Birkaç gün sonra Bedreddîn'in çalıştığı yere gitti. Bedreddîn simyâ ilmiyle uğraşarak altın yapmaya çalışıyordu. Mevlânâ'nın geldiğini görünce, ayağa kalkarak hürmette bulundu. Mevlânâ, oradaki demirden, bakırdan ve diğer mâdenlerden yapılmış eşyâları teker teker alıp Bedreddîn'e vermeğe başladı.

Bedreddîn, her eline gelen eşyânın en yüksek ayarda som altından yapılmış olduğunu hayretle gördü.
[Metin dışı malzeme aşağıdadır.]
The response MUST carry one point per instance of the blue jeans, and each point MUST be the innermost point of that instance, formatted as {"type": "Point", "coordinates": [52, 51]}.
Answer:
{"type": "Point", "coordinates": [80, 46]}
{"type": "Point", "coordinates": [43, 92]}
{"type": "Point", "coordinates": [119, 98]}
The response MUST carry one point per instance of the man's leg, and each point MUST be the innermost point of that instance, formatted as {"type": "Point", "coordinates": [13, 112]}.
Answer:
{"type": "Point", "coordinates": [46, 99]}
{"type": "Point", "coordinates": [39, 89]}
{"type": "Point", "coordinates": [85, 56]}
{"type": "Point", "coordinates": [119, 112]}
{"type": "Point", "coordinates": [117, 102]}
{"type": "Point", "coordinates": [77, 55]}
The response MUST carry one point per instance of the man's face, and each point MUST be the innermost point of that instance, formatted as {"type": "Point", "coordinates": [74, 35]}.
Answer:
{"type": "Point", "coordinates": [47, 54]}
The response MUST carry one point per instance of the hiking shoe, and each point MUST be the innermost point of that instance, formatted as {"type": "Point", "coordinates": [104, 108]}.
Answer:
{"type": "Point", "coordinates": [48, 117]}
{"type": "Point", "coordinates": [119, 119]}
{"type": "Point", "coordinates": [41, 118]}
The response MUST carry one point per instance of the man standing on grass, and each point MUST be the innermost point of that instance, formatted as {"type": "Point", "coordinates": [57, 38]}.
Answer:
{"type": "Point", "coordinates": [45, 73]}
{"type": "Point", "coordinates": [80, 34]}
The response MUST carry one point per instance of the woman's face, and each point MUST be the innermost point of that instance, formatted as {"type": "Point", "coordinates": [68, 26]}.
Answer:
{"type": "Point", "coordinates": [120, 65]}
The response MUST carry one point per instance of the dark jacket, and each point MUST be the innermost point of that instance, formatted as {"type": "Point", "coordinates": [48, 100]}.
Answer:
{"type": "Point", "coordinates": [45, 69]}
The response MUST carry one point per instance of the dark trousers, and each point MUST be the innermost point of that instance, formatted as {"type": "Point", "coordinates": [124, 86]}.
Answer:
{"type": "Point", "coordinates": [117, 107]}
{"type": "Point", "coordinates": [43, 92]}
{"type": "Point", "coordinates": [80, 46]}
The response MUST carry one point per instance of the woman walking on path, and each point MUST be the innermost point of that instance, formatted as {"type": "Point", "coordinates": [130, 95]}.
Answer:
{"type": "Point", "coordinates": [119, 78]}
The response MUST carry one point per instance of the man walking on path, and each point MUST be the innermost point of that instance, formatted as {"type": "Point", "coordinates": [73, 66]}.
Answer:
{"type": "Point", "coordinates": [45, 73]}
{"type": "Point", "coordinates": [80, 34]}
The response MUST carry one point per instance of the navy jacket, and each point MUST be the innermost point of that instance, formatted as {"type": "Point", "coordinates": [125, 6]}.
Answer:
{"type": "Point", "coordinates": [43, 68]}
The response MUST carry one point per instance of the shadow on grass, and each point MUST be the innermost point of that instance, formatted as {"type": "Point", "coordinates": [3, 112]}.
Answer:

Mevlânâ, Bedreddîn'in şaşkın bir hâlde kendisine baktığını görünce;

"Ey Bedreddîn! Sen simyâ ile uğraşmayı bırak. Çünkü sen âhirete gidince, simyâ dünyâda kalacaktır. Sen öyle bir simyâ ile uğraş ki, seninle berâber âhirete gitsin. İşte o da din ilmidir. Bu, kalbden mâsivâyı, Allahü teâlâdan başka her şeyin sevgisini çıkarıp, Allahü teâlânın beğendiği şeyleri kalbe doldurmakla olur." buyurdu.
http://www.risaleforum.net/search.php?do=finduser&u=3445
 

Muvahhid1

Well-known member
Güzel sesli bir hafız Kur'an okuyordu. Kulağına gelen bu güzel sesten duygulanan Hz. Mevlânâ da gözyaşlarıyla dinliyordu. Bu sırada elini ağzına kapayarak esneyen uykulu bir adam, Mevlânâ'nın bu gözyaşlarına bir mana veremeyerek sordu:

-Efendi Hazretleri niçin ağlıyorsunuz, ağlanacak bir şey mi var ortada?

Mevlânâ esneyen adama anlayacağı dilden cevap verdi:

-Güzel sesli hafızlardan gelen Kur'an sesi bana, cennet kapısının açılış sesi gibi geliyor da ondan..

Esneyen uykulu adam da başını sallayarak cevap verdi:

-Bana da öyle, cennet kapısının açılış sesi gibi geliyor, dedi. Mevlânâ küçük bir düzeltme yaptı:

- Senin duyduğun ses, cennet kapısının açılış değil kapanış sesi olmalıdır. Çünkü dedi, açılış sesi gözyaşı döktürür, kapanış sesi uyku hali getirir.
 

Muvahhid1

Well-known member
Bir Selçuklu sultanı Mevlânâ'yı ziyarete gelmişti. Çevresindekilerin derin saygılarını görünce:

-Efendi Hazretleri dedi, sizin sultanlığınız bizim sultanlığımızdan ileridedir!. Mevlânâ:

-Öyledir dedi, sizin sultanlığınız dünyada biter, bizim sultanlığımız ahirette başlar.
 

AYNELHAYAT

Well-known member
Çok teşekkür ederim ikazınıza zira yazım kurallarına uygun yazmaya çok önem verir,dikkat ederim.Ancak bu kuralı,demek ki tam bilmediğim için ayrımı,bitişikmi yazılır kararsız kalmıştım.Allah razı olsun.Sağolun.

amin ecmain kardeşim ama yine yanlış yazmışsınız .mı mi ler de ayrı yazılır :)
yanlış anlamayın ortam renklensın dıye yazıyorum yoksa sıze bırsey ögretmek haddim degil ,selametle kardeşim
 

kýrýmlý

Well-known member
Aşk olsun Muhterem öyle değil tabiki.Sadece bir şeylere dikkat çekmek için böyle sordum.

Benim anlamadığım şeyler var mesela onlardan biri,Efendimiz Hz. Muhammed Kızı Fatma'ya kendisinin peygamber olmasının kendilerini kurtarmayacağı,ahirette kendisinin onlara bir faydasının olmayacağını söylerken.Hz.Pir in yada başka şeyhlerin insanları kendilerine bağlanmaları sonucunda cehennemden kurtaracakları iddiaları ve bu menkıbelerde geçen neredeyse peygamberleri bile geçen kerametler ve mucizeler,Kuran ve hadislere bakıldığında nasıl değerlendirilmelidir?